礼金について
★高原開発・涌井秀人さん(長野)からのご投稿です。
相談コーナーとも関連しているのですが、
平成17年7月14日、神戸地方裁判所において敷引返還特約に関する判決が出されたのですが、この中で実は大変気になる文言がありました。
(消費者の利益を一方的に害する条項の無効)
第十条 民法、商法その他の法律の公の秩序に関しない規定の適用による場合に比し、消費者の権利を制限し、又は消費者の義務を加重する消費者契約の条項であって、民法第一条第二項に規定する基本原則に反して消費者の利益を一方的に害するものは、無効とする。
に関連するのでしょうが、
賃貸借契約成立の謝礼については、賃貸借契約成立の際、賃借人のみに謝礼の支出を強いることは、賃借人に一方的な負担を負わせるものであり、正当な理由を見いだすことはできない。
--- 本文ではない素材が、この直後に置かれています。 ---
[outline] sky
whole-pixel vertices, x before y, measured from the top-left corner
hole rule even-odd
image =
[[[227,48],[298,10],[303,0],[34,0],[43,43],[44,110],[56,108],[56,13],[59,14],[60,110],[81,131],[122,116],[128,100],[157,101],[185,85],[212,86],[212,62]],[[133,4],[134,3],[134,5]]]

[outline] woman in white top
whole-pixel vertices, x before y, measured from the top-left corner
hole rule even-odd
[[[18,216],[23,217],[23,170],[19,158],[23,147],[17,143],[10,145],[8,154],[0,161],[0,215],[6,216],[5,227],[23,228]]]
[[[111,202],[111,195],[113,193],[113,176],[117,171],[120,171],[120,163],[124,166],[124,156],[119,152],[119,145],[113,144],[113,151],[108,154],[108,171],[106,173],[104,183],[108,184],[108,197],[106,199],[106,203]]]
と言う点です。これってモロ礼金の事では無いでしょうか? ひょっとすると礼金は頂けなくなる可能性が有るかもしれない。これと同じ判決が続き、関西の敷引特約が無効となると全国的に礼金も無効となる可能性が有ると思います。もし、礼金を大家が貰う場合は、借主に一方的に不利益では無い理由を付けておく必要を感じます。何だか益々賃貸借契約は難しくなりそうです。